Development: Standards for administrative digitalization take years

Development
Standards for administrative digitalization take years

The town hall of the unified community of Tangerhütte. The digital town hall is already a reality here today. photo

© Klaus-Dietmar Gabbert/dpa

Administrative digitalization cannot function without standards. However, they often do not exist or are non-binding. That’s why there is still so much faxing and stamping in the offices.

The development of standards for the Digitizing the administration in Germany took an average of almost three years. Just formulating a standard for purchasing cloud services took 63 months. This emerges from a response from the Federal Ministry of the Interior to a parliamentary question from the Left in the Bundestag, which was published in Berlin. On average, a standard is developed within a period of 33 months.

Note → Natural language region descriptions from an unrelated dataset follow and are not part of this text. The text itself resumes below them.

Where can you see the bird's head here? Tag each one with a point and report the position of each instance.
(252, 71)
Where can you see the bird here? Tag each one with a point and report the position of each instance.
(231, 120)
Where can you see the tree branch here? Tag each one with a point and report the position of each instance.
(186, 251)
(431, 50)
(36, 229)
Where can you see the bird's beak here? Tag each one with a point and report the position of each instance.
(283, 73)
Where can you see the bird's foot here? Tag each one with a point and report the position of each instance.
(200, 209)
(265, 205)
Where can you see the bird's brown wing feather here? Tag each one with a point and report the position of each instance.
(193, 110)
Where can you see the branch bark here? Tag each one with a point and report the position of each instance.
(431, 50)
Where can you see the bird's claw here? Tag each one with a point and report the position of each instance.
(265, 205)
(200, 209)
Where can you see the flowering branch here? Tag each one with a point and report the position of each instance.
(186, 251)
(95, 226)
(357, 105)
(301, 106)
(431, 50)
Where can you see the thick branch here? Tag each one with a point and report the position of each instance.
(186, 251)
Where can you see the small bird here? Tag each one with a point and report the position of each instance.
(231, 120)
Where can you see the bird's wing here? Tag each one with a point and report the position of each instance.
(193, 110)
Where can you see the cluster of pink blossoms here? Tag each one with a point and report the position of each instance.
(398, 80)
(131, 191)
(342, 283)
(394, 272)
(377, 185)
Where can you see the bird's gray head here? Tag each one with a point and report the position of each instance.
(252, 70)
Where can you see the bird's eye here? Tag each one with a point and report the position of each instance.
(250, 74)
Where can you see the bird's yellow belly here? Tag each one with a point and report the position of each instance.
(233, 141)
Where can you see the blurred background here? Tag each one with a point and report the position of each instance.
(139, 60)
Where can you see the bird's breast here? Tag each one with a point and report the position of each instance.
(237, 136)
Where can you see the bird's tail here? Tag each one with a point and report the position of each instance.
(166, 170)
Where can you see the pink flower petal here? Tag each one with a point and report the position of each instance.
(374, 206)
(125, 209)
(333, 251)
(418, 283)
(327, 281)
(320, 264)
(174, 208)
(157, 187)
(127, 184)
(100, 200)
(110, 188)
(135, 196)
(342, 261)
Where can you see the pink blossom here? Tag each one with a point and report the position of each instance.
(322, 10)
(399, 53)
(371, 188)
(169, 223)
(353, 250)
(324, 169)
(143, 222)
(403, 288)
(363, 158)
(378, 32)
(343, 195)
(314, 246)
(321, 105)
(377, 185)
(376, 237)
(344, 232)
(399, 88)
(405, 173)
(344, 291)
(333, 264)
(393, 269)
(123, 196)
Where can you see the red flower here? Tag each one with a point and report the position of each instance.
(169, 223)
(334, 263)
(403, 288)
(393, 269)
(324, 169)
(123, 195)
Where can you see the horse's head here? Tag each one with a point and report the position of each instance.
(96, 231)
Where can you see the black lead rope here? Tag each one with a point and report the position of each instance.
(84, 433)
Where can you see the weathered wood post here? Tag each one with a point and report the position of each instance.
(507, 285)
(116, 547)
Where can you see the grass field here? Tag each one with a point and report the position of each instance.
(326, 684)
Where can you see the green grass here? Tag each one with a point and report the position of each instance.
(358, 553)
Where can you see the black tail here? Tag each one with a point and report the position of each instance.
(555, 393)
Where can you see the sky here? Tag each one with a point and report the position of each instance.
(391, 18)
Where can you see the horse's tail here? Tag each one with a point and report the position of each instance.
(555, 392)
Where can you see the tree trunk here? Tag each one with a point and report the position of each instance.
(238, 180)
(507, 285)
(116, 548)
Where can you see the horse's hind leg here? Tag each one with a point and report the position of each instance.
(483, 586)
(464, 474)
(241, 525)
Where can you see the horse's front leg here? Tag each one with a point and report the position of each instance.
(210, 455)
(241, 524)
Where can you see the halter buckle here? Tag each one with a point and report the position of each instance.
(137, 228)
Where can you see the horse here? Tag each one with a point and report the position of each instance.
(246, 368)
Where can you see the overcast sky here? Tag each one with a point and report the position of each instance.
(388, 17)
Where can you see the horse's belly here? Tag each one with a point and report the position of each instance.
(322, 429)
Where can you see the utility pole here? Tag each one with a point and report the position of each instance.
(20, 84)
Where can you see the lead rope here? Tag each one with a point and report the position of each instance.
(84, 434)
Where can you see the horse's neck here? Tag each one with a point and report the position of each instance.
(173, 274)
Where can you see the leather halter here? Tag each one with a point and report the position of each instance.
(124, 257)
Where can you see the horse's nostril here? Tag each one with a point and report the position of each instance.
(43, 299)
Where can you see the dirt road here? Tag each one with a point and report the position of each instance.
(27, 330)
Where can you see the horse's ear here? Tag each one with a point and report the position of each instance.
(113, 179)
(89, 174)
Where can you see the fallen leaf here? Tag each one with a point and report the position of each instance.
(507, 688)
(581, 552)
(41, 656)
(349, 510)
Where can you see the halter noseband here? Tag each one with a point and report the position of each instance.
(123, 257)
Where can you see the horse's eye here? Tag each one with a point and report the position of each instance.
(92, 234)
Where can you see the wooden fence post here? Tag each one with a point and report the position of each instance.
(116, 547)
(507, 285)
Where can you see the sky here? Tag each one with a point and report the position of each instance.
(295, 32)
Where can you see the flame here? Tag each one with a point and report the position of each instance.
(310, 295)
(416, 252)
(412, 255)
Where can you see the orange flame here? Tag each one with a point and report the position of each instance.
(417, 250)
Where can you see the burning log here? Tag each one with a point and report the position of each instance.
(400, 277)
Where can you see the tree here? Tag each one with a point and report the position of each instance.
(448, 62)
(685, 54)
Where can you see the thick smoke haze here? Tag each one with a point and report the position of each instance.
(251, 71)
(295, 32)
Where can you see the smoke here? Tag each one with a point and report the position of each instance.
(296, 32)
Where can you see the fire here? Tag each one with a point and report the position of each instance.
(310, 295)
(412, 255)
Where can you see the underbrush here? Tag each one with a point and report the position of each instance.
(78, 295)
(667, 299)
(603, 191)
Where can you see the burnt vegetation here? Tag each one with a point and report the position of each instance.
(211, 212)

Anke Domscheit-Berg, the digital policy spokeswoman for the Left in the Bundestag, criticized the pace of implementing administrative digitalization. “It is completely unclear to me how it was possible to take so long to develop a standard for purchasing cloud services,” she told the German Press Agency. The implementation period for the standard for the building application is also “simply too long” at 24 months. Especially when it comes to building applications, there are many people involved who have to exchange information and documents with each other, said Domscheit-Berg. Here, uniform data formats could save a lot of processing time.

Failures in politics

However, not only the incumbent traffic light coalition is responsible for the slow development, but also the previous government. “The grand coalition has completely trashed the issue,” said the MP. The first online access law in 2017 failed to set binding requirements for standards. The process for developing the standards via the IT Planning Council proved to be “completely inefficient”, also because the committee only met three times a year.

According to the Interior Ministry, only three regulations have been passed since the traffic light coalition took office, including the important standard for payment services. Since November, the procedure has been regulated as to how payments to the state, such as fees for a passport or dog registration, can also be made online using common payment services. “There is finally a standard for this. Now it just needs to be binding and used by all authorities,” said Domscheit-Berg.